Enzymes are proteins which catalyze a wide variety of chemical reactions, many of great commercial importance. Enzymes are generally classified according to the type of reaction which they catalyze, e.g., hydrolases are enzymes that catalyze the addition of the elements of water across the bond that is cleaved, e.q., an ester or peptide linkage. Commercially-important hydrolases include proteases which are employed in laundry detergents, polysaccharidases which control slime in industrial process waters, and lipases which are employed to transesterify fats and oils. Cellulases and ligninolases can be employed in wood fiber production and bleaching.
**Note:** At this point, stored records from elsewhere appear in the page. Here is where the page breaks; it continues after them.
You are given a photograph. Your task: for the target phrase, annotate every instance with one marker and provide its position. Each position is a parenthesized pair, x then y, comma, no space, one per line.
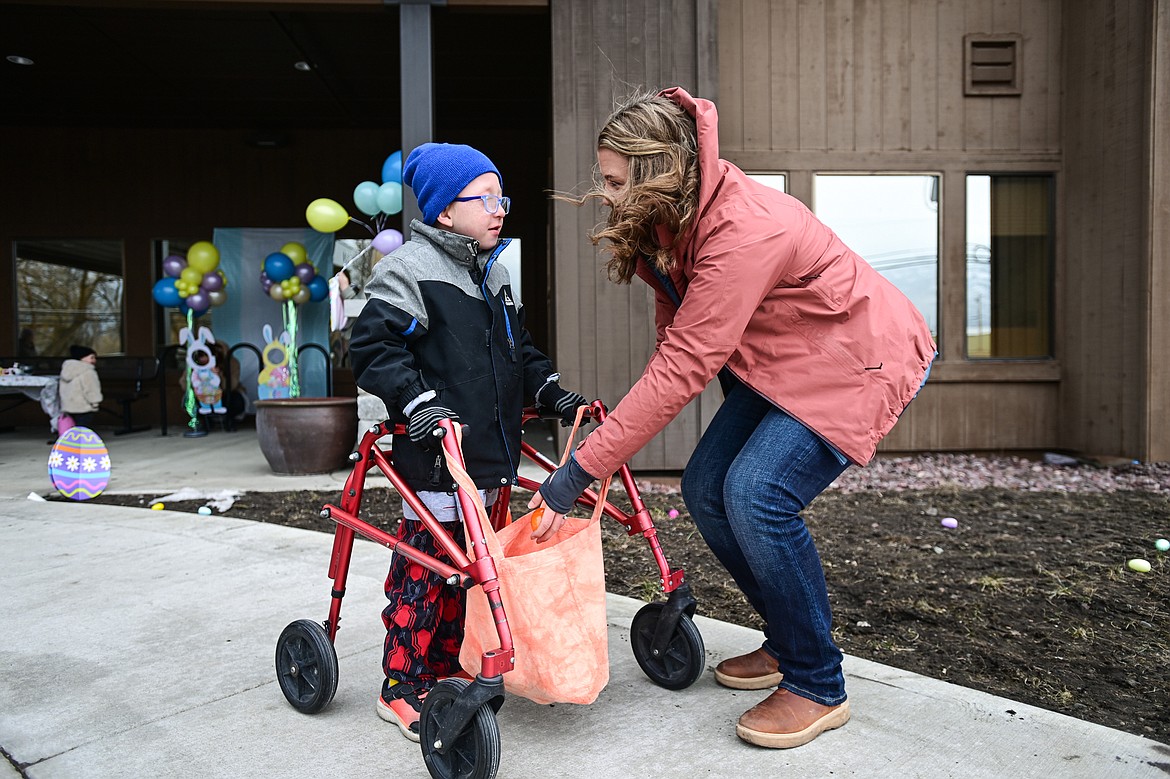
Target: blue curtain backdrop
(248,308)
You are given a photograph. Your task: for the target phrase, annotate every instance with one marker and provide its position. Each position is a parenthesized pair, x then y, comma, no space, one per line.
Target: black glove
(564,485)
(562,401)
(425,421)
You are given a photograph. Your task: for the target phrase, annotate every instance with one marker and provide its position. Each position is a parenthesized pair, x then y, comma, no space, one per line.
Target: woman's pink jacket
(772,294)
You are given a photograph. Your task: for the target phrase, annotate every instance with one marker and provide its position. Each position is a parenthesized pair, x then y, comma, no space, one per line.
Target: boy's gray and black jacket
(441,316)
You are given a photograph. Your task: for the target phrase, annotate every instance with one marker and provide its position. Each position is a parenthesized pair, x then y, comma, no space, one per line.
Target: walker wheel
(681,663)
(475,753)
(307,666)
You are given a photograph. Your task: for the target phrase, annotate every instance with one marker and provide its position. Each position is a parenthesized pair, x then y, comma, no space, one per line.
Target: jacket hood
(73,369)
The hydrophilicity, or high water-solubility, of many of these enzymes often reduces their utility in hydrophobic (lipophilic) media and their reactivity with hydrophobic substrates. The biocatalytic reaction is inefficient due to phase separation between the two reactants. Either the enzyme is introduced into an aqueous phase in which the hydrophobic substrate is insoluble, or neither the enzyme nor the hydrophilic substrate can dissolve or disperse in the hydrophobic medium. For example, the removal of oily or fatty soils from food processing equipment cannot be readily accomplished with aqueous lipase solutions due to the lack of affinity of the enzyme for the hydrophobic residues. Furthermore, even in the presence of stabilizers, the activity of free enzymes often decreases rapidly in aqueous media.
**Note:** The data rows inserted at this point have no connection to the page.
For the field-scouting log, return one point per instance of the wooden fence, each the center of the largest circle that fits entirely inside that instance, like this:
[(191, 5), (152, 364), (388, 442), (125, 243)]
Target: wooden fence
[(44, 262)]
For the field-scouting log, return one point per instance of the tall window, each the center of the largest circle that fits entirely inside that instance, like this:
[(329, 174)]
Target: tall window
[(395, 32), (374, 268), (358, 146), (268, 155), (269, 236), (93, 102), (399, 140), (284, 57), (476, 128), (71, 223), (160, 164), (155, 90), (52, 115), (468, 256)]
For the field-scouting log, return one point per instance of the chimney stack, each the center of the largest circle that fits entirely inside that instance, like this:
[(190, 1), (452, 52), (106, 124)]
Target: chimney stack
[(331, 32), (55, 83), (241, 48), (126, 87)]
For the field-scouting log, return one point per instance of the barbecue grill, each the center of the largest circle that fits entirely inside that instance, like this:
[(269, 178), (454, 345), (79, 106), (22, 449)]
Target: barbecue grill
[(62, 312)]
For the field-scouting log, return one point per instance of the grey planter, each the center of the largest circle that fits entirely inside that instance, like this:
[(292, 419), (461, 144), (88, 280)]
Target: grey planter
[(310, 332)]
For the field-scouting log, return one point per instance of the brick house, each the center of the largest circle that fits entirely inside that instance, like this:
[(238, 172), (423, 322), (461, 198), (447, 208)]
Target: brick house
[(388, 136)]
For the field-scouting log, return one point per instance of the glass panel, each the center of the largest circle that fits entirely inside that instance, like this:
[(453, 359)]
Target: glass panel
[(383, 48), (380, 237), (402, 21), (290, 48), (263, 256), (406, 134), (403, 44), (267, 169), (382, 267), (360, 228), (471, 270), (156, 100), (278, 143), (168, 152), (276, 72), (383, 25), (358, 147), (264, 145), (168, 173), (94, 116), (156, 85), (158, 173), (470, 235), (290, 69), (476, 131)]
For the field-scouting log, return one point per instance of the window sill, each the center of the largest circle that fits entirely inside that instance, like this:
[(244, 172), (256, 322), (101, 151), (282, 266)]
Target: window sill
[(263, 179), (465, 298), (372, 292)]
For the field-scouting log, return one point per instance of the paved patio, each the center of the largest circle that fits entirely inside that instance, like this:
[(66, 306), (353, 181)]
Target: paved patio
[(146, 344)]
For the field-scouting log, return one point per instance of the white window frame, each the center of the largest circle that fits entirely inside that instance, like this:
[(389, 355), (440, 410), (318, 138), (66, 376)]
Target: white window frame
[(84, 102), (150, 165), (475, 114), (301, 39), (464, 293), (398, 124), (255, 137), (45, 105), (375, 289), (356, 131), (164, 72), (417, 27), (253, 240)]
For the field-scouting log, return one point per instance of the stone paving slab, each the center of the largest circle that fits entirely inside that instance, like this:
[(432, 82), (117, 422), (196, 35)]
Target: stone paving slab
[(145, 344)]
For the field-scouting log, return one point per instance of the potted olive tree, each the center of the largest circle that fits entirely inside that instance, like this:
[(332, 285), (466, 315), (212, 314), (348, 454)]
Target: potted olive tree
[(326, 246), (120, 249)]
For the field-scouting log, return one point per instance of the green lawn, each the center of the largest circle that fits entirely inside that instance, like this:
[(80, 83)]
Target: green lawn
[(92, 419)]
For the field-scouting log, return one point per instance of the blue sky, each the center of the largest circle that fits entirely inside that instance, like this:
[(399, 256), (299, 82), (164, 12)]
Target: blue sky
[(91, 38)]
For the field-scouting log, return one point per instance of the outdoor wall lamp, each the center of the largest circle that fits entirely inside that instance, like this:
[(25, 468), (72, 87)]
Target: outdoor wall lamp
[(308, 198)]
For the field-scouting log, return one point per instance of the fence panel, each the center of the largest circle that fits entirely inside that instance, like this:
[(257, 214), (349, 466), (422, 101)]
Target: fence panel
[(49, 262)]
One attempt to partly circumvent these problems involves contacting aqueous dispersions or solutions of the target substrate with enzymes which have been immobilized by physical adsorption or covalent bonding to water-insoluble carriers such as cellulose fibers or silica beads. Enzymes have also been immobilized by entrapping them in polymeric matrices. See K. Yokozeki et al., European J. Appl. Microbiol. Biotechnol., 14, 1, (1982). Circulation of a stream of the substrate or a dispersion thereof through a zone containing the immobilized enzyme can reduce losses due to the addition of free enzymes to a process water stream. However, immobilization or entrapment of enzymes can reduce their activity. Furthermore, the substrate matrix can further reduce the efficiency of enzyme-substrate contact.
Therefore, a need exists for a method to selectively decrease the water-solubility of hydrophilic enzymes such as hydrolases, and thereby to increase the efficiency of enzymatic interaction with hydrophobic substrates in aqueous media.